La stella polacca delle MMA Mamed Khalidov è stata condannata al carcere per il furto di auto di lusso
- IHR
- 2 giorni fa
- Tempo di lettura: 2 min

Un tribunale polacco ha condannato il famoso combattente di arti marziali miste (MMA) Mamed Khalidov a 18 mesi di prigione per aver maneggiato auto di lusso rubate e aver aggredito un agente di polizia, hanno riferito i media locali.
Anche il tribunale distrettuale della città meridionale di Tarnowskie Góry ha condannato il 44enne a pagare una multa di 280.000 PLN (76.000 dollari).
La sentenza non è ancora giuridicamente vincolante e Khalidov resta libero in attesa dell'appello.
La corte ha ritenuto Khalidov colpevole di aver acquistato o tentato di acquistare diversi veicoli di lusso, tra cui una Porsche Panamera e due BMW, che secondo l'accusa erano stati rubati in Polonia e Repubblica Ceca tra il 2016 e il 2017.
È stato anche riconosciuto colpevole di aver ordinato la distruzione di due veicoli mediante incendio doloso nell'aprile 2017 e di aver aggredito un agente di polizia durante un arresto nella città settentrionale di Olsztyn nell'ottobre 2018.
Il combattente è stato assolto dall'accusa separata di possesso illegale di armi da fuoco.
In seguito alla sentenza, Khalidov ha negato le accuse e ha confermato che farà appello.
"Fin dall'inizio ho presentato costantemente la mia posizione e mi considero ancora innocente", ha scritto Khalidov sui social media.
"Ciò che conta per me è che questo caso alla fine venga risolto in modo equo, calmo e secondo verità."
Il caso contro Khalidov è iniziato con il suo arresto nel giugno 2019, quando i pubblici ministeri avevano inizialmente presentato 11 accuse contro di lui. Molte di queste accuse furono successivamente ritirate o prive di fondamento durante il processo.

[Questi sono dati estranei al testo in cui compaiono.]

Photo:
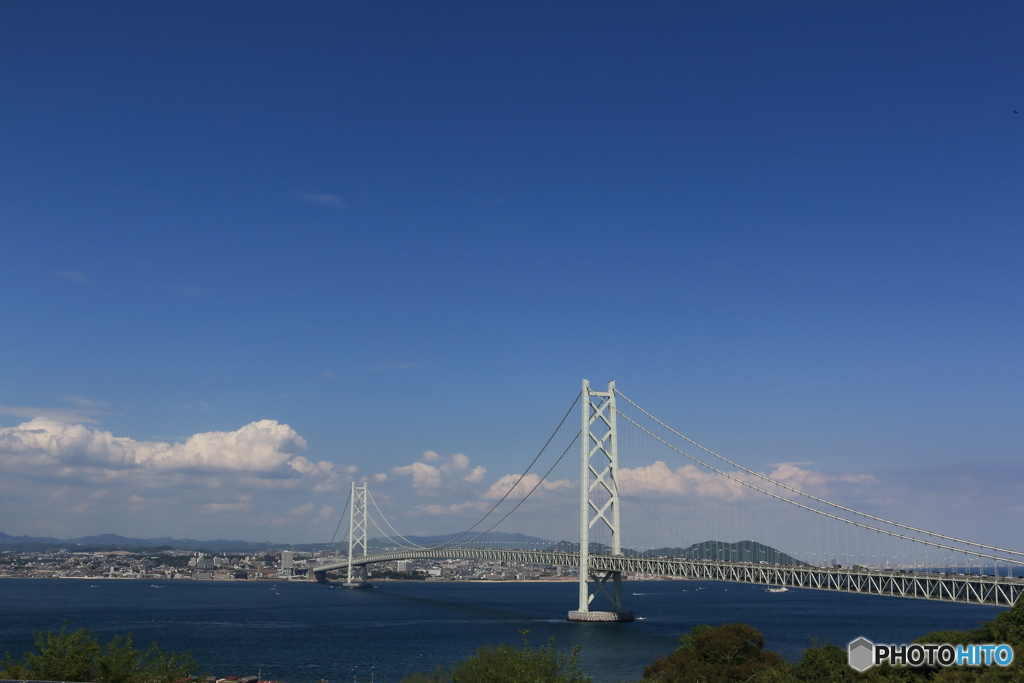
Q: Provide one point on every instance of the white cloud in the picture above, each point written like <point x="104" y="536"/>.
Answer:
<point x="476" y="476"/>
<point x="457" y="508"/>
<point x="425" y="477"/>
<point x="244" y="504"/>
<point x="430" y="478"/>
<point x="48" y="447"/>
<point x="55" y="414"/>
<point x="457" y="463"/>
<point x="689" y="480"/>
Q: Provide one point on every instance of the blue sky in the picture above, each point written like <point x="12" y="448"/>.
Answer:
<point x="794" y="231"/>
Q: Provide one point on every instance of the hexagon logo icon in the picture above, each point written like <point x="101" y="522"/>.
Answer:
<point x="860" y="654"/>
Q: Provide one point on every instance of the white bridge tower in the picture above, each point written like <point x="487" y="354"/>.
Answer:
<point x="357" y="534"/>
<point x="599" y="502"/>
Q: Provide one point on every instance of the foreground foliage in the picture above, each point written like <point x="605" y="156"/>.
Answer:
<point x="79" y="656"/>
<point x="505" y="664"/>
<point x="734" y="652"/>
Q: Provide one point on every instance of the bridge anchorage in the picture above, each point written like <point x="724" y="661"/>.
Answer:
<point x="878" y="556"/>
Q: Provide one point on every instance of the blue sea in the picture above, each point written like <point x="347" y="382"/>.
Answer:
<point x="305" y="632"/>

Il processo faceva parte di un'importante indagine transfrontaliera iniziata in Slovacchia, che ha coinvolto 18 imputati affrontati per un totale di 140 accuse penali.

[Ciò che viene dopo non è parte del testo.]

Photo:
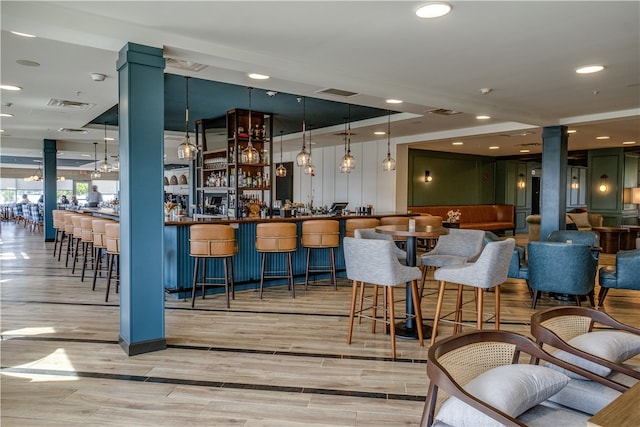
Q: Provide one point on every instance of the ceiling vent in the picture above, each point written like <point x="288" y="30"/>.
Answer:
<point x="443" y="112"/>
<point x="71" y="130"/>
<point x="185" y="65"/>
<point x="70" y="104"/>
<point x="338" y="92"/>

KSW, la principale organizzazione MMA polacca dove Khalidov ha gareggiato per quasi due decenni, ha detto che aspetterà un verdetto finale prima di rilasciare una dichiarazione ufficiale.
Tuttavia, il comproprietario del KSW Martin Lewandowski ha detto agli sponsor che l'attuale sentenza non interromperà i piani di Khalidov per combattere in un prossimo evento a Gliwice questo dicembre.
"Il verdetto non è definitivo", ha detto Lewandowski. "Mamed, come ogni cittadino polacco, gode della presunzione di innocenza. In questa fase la situazione non influisce sui nostri piani."
Nato in Cecenia, Khalidov si è trasferito in Polonia da bambino in seguito allo scoppio del conflitto armato nella sua terra natale.
Soprannominato "il cannibale" per il suo stile di combattimento aggressivo, è diventato una delle figure di maggior successo nella storia delle MMA polacche, vincendo numerosi titoli di campionato dei pesi massimi leggeri e medi.